Disabling discrepancies between the atoms and inter-atomic bonds in the validated motif and in the model residue are reported as processing errors, and such motifs are not validated.

Typical validation results that can be found in ValidatorDB are illustrated on the galactose motif mentioned in section 2.6(Fig 2C). As a general rule, in the ValidatorDB interface, errors are marked in red (missing atoms) or dark yellow (wrong chirality), correct structures in green, and warnings in cyan.

Database contents

ValidatorDB contains precomputed validation results for ligands and residues in the Protein Data Bank. The database is updated on a weekly basis. The validation is performed using Validator, and the residue models from wwPDB CCD are used as reference templates for validation. All residues of significant size (a minimum of 6 heavy atoms) have been included in ValidatorDB, with the exception of amino acids and nucleotides, which are checked thoroughly upon submission of the structure to the PDB, and thus do not require additional validation.

The validation results available in ValidatorDB inform whether each motif (occurrence, instance) of a ligand or residue in the PDB exhibits the appropriate topology and stereochemistry expected from its annotation (3-letter code), or how it differs from this annotation. Additionally, all issues related to incorrect or suspicious topology and stereochemistry are explicitly described in a comprehensive and intuitive manner (e.g., location of missing atoms or chirality inversions).

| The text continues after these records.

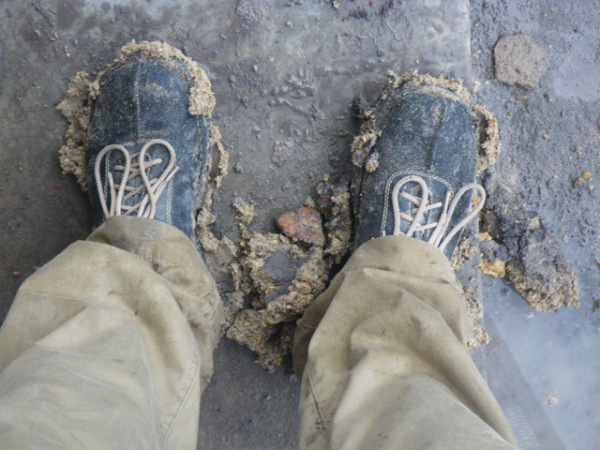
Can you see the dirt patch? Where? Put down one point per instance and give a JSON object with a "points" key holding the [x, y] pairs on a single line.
{"points": [[523, 250], [270, 279]]}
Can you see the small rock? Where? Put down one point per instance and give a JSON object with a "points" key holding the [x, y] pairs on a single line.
{"points": [[519, 61], [304, 224], [579, 181]]}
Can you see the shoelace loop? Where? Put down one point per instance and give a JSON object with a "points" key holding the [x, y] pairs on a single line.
{"points": [[440, 228], [119, 195]]}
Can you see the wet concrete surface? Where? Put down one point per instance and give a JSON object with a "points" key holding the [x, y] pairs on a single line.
{"points": [[284, 74]]}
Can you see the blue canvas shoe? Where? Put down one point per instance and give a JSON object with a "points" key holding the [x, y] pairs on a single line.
{"points": [[424, 183], [147, 156]]}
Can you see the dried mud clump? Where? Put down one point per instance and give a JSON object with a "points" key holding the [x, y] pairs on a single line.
{"points": [[75, 108]]}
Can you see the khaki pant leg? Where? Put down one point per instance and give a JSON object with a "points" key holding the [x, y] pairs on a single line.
{"points": [[97, 350], [387, 365]]}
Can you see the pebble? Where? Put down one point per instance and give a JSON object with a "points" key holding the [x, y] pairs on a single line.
{"points": [[304, 224]]}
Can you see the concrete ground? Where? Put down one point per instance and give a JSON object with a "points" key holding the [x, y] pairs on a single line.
{"points": [[284, 74]]}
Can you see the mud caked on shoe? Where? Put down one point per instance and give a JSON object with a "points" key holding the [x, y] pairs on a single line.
{"points": [[147, 156], [425, 179]]}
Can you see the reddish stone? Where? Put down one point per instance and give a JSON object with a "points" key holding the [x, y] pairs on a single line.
{"points": [[304, 224]]}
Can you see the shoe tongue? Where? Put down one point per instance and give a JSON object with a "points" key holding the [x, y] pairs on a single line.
{"points": [[409, 198], [135, 181]]}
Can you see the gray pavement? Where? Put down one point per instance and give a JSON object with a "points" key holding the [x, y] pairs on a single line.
{"points": [[284, 74]]}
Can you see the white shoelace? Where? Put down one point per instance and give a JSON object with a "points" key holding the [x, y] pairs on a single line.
{"points": [[440, 228], [119, 195]]}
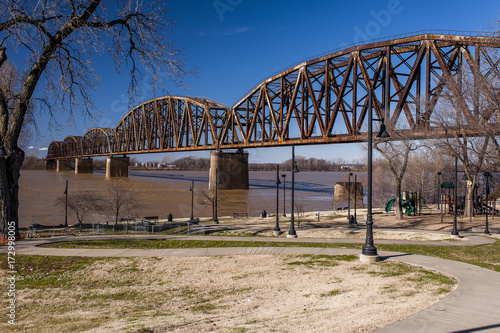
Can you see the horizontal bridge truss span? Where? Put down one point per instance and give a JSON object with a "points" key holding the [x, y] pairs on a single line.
{"points": [[324, 100]]}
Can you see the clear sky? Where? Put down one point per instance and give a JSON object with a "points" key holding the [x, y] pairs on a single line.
{"points": [[235, 44]]}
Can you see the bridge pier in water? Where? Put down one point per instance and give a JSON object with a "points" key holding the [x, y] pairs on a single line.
{"points": [[84, 165], [64, 165], [117, 166], [50, 164], [232, 170]]}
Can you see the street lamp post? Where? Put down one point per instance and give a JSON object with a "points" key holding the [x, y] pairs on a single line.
{"points": [[216, 220], [277, 228], [369, 251], [454, 232], [439, 184], [349, 216], [487, 176], [284, 194], [292, 233], [66, 210], [355, 198], [192, 199]]}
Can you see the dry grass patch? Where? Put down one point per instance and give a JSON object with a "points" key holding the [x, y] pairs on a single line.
{"points": [[231, 294]]}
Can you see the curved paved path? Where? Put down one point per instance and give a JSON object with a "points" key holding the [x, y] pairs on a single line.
{"points": [[473, 307]]}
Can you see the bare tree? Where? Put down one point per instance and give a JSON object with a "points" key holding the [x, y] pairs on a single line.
{"points": [[120, 199], [207, 198], [395, 159], [469, 114], [58, 40], [300, 211], [82, 204]]}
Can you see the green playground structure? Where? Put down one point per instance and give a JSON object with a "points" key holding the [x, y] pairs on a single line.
{"points": [[410, 202]]}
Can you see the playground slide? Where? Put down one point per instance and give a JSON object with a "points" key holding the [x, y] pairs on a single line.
{"points": [[388, 205], [406, 204]]}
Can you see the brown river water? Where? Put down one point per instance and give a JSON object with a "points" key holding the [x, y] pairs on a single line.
{"points": [[164, 192]]}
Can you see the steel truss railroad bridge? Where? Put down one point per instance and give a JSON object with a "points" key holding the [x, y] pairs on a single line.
{"points": [[322, 100]]}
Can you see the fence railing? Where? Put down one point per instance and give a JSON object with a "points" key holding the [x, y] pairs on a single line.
{"points": [[50, 226]]}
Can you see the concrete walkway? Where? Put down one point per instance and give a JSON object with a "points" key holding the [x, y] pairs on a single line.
{"points": [[473, 307]]}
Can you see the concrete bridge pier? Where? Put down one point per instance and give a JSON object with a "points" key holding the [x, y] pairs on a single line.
{"points": [[64, 165], [117, 166], [232, 170], [50, 164], [84, 165]]}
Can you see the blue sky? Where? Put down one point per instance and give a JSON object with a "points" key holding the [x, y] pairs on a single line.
{"points": [[235, 44]]}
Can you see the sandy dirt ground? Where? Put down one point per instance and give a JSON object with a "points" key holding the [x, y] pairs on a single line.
{"points": [[427, 226], [260, 293], [247, 293]]}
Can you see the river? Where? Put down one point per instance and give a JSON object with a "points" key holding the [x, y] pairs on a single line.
{"points": [[164, 192]]}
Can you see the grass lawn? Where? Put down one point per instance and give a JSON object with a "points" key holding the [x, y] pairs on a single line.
{"points": [[487, 256]]}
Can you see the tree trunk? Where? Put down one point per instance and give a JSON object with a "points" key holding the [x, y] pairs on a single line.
{"points": [[469, 205], [399, 209], [9, 187]]}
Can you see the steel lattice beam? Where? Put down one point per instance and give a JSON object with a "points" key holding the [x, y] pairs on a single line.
{"points": [[323, 100]]}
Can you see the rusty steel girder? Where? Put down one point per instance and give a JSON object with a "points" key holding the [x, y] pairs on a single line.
{"points": [[322, 100]]}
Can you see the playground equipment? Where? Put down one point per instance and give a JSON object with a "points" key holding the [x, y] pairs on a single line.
{"points": [[480, 205], [410, 202]]}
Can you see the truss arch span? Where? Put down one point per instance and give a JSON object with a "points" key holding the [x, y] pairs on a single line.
{"points": [[72, 146], [171, 123], [98, 141], [325, 99]]}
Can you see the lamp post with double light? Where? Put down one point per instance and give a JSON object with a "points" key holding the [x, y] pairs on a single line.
{"points": [[66, 204], [278, 183], [355, 221], [454, 231], [439, 184], [192, 199], [369, 251], [292, 233], [350, 218], [284, 194], [487, 177], [216, 220]]}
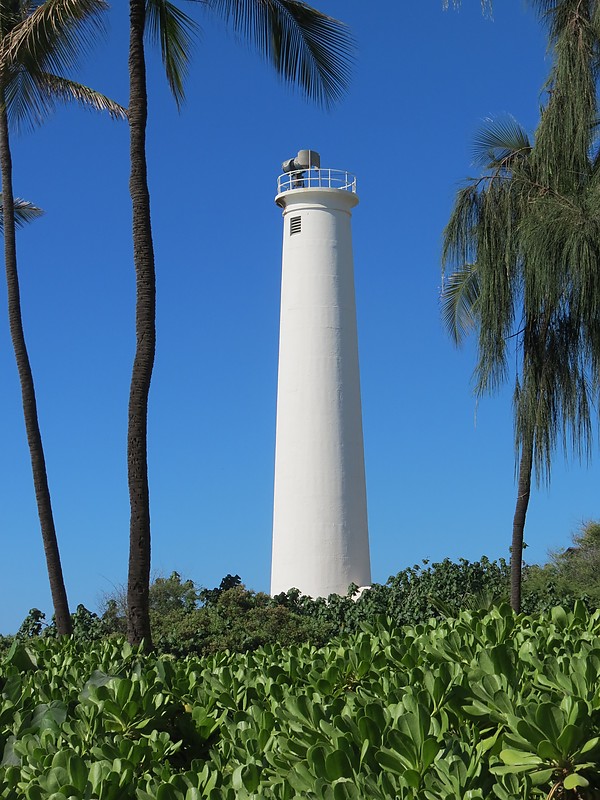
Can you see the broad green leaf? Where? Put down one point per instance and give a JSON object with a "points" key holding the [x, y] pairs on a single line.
{"points": [[574, 780]]}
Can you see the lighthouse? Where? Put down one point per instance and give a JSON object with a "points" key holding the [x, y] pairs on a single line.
{"points": [[320, 529]]}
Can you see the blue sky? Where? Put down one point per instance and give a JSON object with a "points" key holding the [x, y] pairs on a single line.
{"points": [[440, 470]]}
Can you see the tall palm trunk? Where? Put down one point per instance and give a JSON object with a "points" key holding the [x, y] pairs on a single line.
{"points": [[138, 616], [34, 438], [516, 550]]}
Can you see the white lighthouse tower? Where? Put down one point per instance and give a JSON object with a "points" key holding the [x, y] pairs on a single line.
{"points": [[320, 531]]}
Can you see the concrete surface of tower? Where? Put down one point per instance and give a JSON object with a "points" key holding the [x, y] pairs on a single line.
{"points": [[320, 529]]}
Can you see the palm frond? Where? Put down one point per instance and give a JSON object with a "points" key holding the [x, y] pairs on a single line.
{"points": [[499, 143], [307, 48], [24, 212], [459, 300], [66, 90], [168, 26], [53, 37]]}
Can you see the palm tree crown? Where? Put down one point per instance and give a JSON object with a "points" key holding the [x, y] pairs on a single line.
{"points": [[524, 240]]}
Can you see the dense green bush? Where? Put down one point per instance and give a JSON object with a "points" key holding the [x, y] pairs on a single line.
{"points": [[187, 620], [487, 705]]}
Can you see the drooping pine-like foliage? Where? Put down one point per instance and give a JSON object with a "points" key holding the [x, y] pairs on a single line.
{"points": [[530, 229]]}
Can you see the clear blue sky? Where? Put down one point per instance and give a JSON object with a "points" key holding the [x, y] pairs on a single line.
{"points": [[439, 470]]}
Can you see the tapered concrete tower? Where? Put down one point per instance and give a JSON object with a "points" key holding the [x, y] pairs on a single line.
{"points": [[320, 531]]}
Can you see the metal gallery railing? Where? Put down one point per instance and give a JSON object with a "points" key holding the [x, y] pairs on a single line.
{"points": [[316, 179]]}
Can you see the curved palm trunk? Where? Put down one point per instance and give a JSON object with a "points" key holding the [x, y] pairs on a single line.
{"points": [[138, 616], [34, 438], [516, 550]]}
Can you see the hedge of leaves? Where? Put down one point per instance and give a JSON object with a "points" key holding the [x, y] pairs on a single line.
{"points": [[488, 705]]}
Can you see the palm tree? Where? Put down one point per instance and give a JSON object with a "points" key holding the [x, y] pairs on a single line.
{"points": [[38, 41], [24, 212], [525, 239], [306, 48]]}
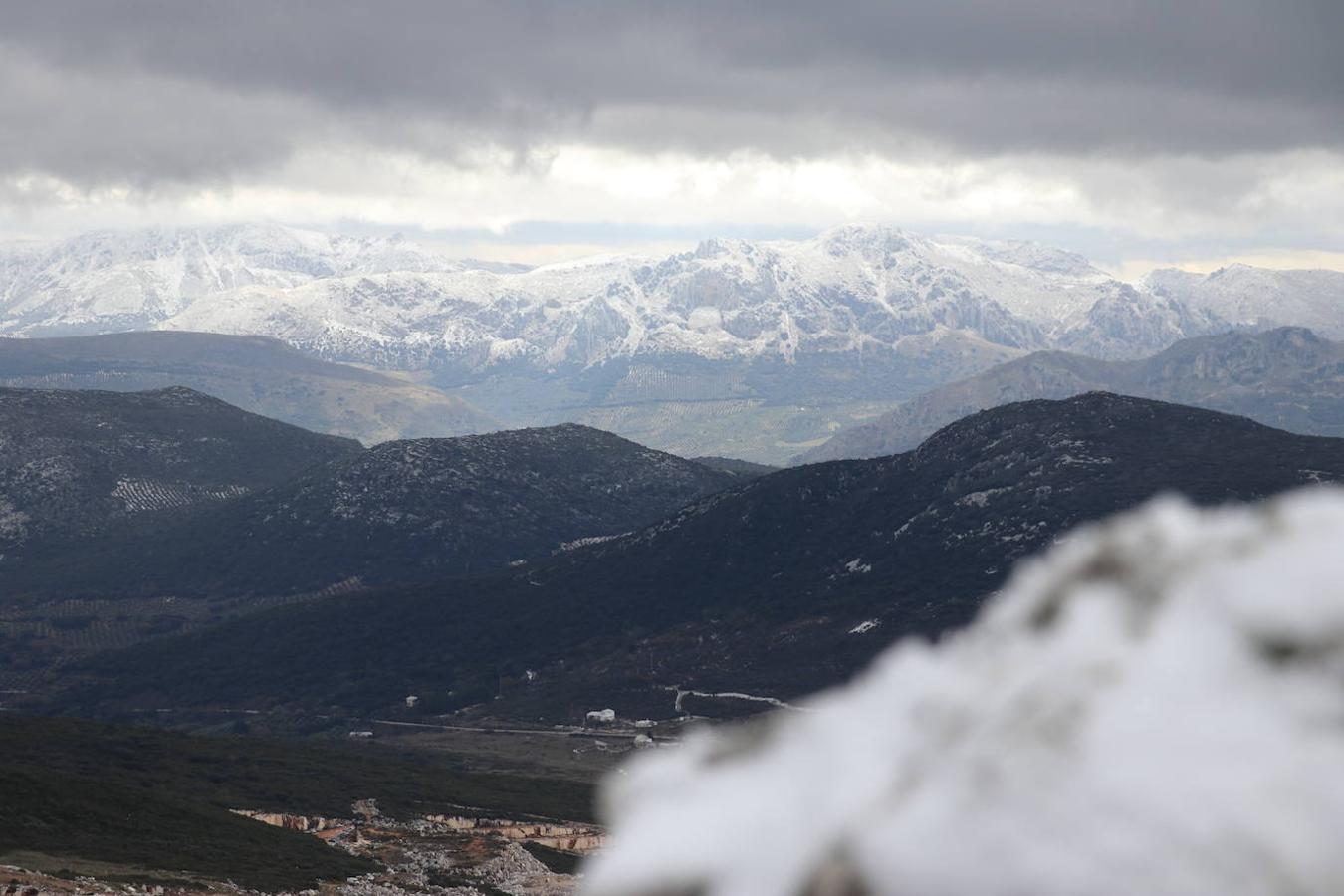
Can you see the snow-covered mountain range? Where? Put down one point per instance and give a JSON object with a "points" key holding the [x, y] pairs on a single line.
{"points": [[855, 318]]}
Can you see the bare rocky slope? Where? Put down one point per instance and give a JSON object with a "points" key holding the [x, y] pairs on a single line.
{"points": [[1287, 377]]}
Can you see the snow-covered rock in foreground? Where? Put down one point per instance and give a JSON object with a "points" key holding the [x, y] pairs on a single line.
{"points": [[1155, 707]]}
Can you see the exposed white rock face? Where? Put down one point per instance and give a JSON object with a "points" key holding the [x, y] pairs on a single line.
{"points": [[1155, 707], [1258, 297]]}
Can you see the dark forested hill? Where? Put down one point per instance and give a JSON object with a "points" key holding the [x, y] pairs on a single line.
{"points": [[254, 372], [1287, 377], [398, 512], [76, 465], [777, 585]]}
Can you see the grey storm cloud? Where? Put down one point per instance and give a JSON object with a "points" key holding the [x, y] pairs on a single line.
{"points": [[167, 92]]}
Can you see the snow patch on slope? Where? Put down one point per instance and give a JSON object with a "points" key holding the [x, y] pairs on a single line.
{"points": [[1153, 707]]}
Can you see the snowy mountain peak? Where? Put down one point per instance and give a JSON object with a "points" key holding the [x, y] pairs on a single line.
{"points": [[874, 295]]}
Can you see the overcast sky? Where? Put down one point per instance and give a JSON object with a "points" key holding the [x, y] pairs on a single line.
{"points": [[1137, 131]]}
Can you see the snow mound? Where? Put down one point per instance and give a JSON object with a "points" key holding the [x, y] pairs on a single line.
{"points": [[1153, 707]]}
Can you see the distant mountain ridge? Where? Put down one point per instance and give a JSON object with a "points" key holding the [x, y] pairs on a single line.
{"points": [[777, 585], [1287, 377], [254, 372], [790, 337]]}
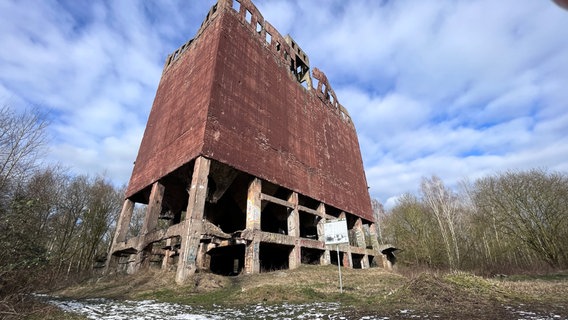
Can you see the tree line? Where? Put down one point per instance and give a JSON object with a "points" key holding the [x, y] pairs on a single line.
{"points": [[52, 224], [513, 221]]}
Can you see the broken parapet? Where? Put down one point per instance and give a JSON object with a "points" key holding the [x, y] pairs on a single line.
{"points": [[246, 154]]}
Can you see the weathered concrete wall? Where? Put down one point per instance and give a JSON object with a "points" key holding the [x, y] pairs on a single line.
{"points": [[232, 97], [176, 125]]}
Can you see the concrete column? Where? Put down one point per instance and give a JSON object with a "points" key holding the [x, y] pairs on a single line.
{"points": [[120, 234], [167, 254], [347, 259], [191, 237], [150, 222], [295, 258], [325, 258], [359, 234], [365, 262], [374, 238], [252, 251], [153, 209]]}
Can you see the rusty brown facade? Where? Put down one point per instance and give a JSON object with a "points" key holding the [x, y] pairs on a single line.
{"points": [[247, 152]]}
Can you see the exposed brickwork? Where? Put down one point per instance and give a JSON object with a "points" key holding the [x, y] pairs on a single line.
{"points": [[231, 97]]}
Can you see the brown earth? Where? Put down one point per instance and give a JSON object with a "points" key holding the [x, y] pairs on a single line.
{"points": [[366, 292]]}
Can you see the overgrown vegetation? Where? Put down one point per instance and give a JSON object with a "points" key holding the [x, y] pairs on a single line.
{"points": [[512, 222], [444, 295], [53, 226]]}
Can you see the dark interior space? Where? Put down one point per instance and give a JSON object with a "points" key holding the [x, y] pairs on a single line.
{"points": [[227, 260], [273, 257], [357, 260], [274, 218], [311, 256], [333, 256], [308, 225]]}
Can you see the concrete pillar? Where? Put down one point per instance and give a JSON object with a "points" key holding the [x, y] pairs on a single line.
{"points": [[374, 238], [153, 209], [252, 251], [295, 258], [325, 258], [347, 259], [365, 262], [167, 254], [120, 234], [359, 234], [191, 237], [150, 222]]}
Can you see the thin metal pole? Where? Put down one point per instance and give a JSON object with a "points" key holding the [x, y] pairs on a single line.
{"points": [[339, 266]]}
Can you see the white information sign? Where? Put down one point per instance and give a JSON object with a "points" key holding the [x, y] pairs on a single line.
{"points": [[336, 232]]}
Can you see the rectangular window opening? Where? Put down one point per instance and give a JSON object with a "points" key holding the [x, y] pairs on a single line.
{"points": [[248, 16], [236, 5]]}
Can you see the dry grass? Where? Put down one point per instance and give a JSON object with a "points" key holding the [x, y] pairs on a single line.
{"points": [[370, 291]]}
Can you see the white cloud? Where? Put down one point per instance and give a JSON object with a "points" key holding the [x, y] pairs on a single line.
{"points": [[447, 87]]}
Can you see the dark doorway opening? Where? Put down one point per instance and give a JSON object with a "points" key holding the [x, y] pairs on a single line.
{"points": [[227, 260], [274, 257], [311, 256]]}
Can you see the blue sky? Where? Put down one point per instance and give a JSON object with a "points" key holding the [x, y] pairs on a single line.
{"points": [[459, 89]]}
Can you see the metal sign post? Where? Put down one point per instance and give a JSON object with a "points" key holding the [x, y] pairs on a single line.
{"points": [[336, 233]]}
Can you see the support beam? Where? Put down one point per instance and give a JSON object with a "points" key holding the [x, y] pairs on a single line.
{"points": [[194, 216], [252, 251], [347, 259], [325, 257], [153, 210], [120, 234], [295, 258], [359, 233]]}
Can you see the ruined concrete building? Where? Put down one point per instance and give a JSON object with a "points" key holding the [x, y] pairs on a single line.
{"points": [[247, 152]]}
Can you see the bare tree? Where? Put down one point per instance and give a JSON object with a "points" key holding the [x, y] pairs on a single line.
{"points": [[531, 207], [445, 206], [22, 141]]}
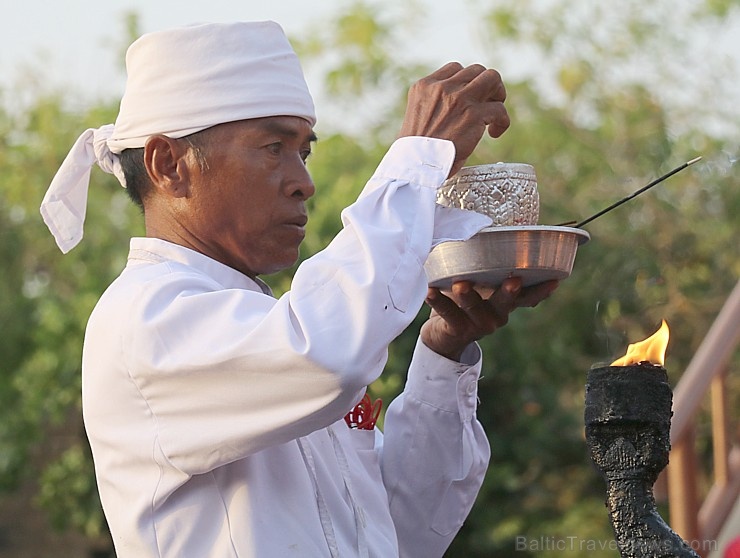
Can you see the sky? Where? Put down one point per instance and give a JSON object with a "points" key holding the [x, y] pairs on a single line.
{"points": [[76, 41]]}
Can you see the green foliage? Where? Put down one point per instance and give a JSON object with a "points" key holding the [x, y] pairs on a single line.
{"points": [[594, 132]]}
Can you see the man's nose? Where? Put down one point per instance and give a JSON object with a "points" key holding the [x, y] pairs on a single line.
{"points": [[300, 184]]}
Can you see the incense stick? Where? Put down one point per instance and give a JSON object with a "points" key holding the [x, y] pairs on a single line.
{"points": [[640, 191]]}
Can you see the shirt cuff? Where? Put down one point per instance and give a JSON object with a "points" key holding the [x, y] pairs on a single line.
{"points": [[443, 383], [420, 160]]}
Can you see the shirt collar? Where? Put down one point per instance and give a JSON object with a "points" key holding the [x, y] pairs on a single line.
{"points": [[156, 250]]}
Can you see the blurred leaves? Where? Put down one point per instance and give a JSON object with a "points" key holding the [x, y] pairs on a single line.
{"points": [[606, 112]]}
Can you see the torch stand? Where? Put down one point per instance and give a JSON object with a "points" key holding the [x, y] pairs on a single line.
{"points": [[628, 420]]}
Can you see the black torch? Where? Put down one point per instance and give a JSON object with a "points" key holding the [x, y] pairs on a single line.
{"points": [[628, 420]]}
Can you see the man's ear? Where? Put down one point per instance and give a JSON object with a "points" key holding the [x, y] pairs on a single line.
{"points": [[166, 164]]}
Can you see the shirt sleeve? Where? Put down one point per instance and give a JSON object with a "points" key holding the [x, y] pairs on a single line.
{"points": [[435, 452], [227, 372]]}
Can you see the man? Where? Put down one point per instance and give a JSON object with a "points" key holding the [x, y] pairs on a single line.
{"points": [[215, 412]]}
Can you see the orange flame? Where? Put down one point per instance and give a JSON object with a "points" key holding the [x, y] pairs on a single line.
{"points": [[650, 350]]}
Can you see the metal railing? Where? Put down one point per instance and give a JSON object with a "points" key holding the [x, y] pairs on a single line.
{"points": [[700, 522]]}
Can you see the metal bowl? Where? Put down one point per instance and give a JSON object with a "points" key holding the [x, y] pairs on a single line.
{"points": [[535, 253]]}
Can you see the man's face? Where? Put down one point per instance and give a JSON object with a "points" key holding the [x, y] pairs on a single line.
{"points": [[248, 207]]}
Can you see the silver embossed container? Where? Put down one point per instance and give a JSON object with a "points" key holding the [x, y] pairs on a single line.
{"points": [[506, 192]]}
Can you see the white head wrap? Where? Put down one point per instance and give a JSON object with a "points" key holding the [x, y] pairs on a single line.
{"points": [[181, 81]]}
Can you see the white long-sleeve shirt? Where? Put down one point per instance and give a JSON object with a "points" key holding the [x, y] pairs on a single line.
{"points": [[215, 411]]}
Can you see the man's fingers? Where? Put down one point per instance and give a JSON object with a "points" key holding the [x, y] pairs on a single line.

ValidatorDB is organized on two main levels, namely PDB-wide results (synopsis page), and results restricted to specific residues of interest (specifics page). The two levels present the same type of validation results (as described in section 2.7), although the available features differ to some extent (e.g., the specifics page allows 3D visualization of motifs). We shall describe each level of the database in detail below.

Synopsis page

The ValidatorDB synopsis page(Figures1A, 3) contains a brief description of ValidatorDB, along with information about the last database update (date and number of structures that have been processed during the validation). Specifically, in May 2014, over 100000 PDB entries had been processed, containing over 230,000 motifs of 17000 residues relevant for validation. Additionally, the synopsis page allows to access the validation results for specific residues of interest via the LookUp bar (Figure 1A). Simply type a comma separated list of residue names (3-letter codes) into the LookUp bar, and you will be redirected to the specifics page containing validation results for the residues you requested. If you specify a list of PDB IDs (4-letter codes)instead, then the corresponding specifics page will contain validation results for all relevant residues and ligands in the PDB entries you specified. See section 3.2 for a description of the contents of the specifics page, and how to interpret these contents. The ValidatorDB synopsis page further provides access to various data sets of PDB-wide validations via 3 different tabs, namely Overview, Details by Residue, and Details by PDB entry. A full description of each of these tab is given below (sections 2.1.1- 2.1.3).

Overview

The Overview tab of the synopsis page provides a very general statistical evaluation of results across the entire PDB in graphical form (Figures 1A,3A). The elements of the graph represent percentages of the total number of motifs (over 200000) of residues relevant for validation. A graphic element will be displayed in the Overview graph only if it represents at least 0.5% of the total number of motifs. Each element of the graph is described in a tool tip, but note that here the term residue actually refers to occurrence of residue (motif).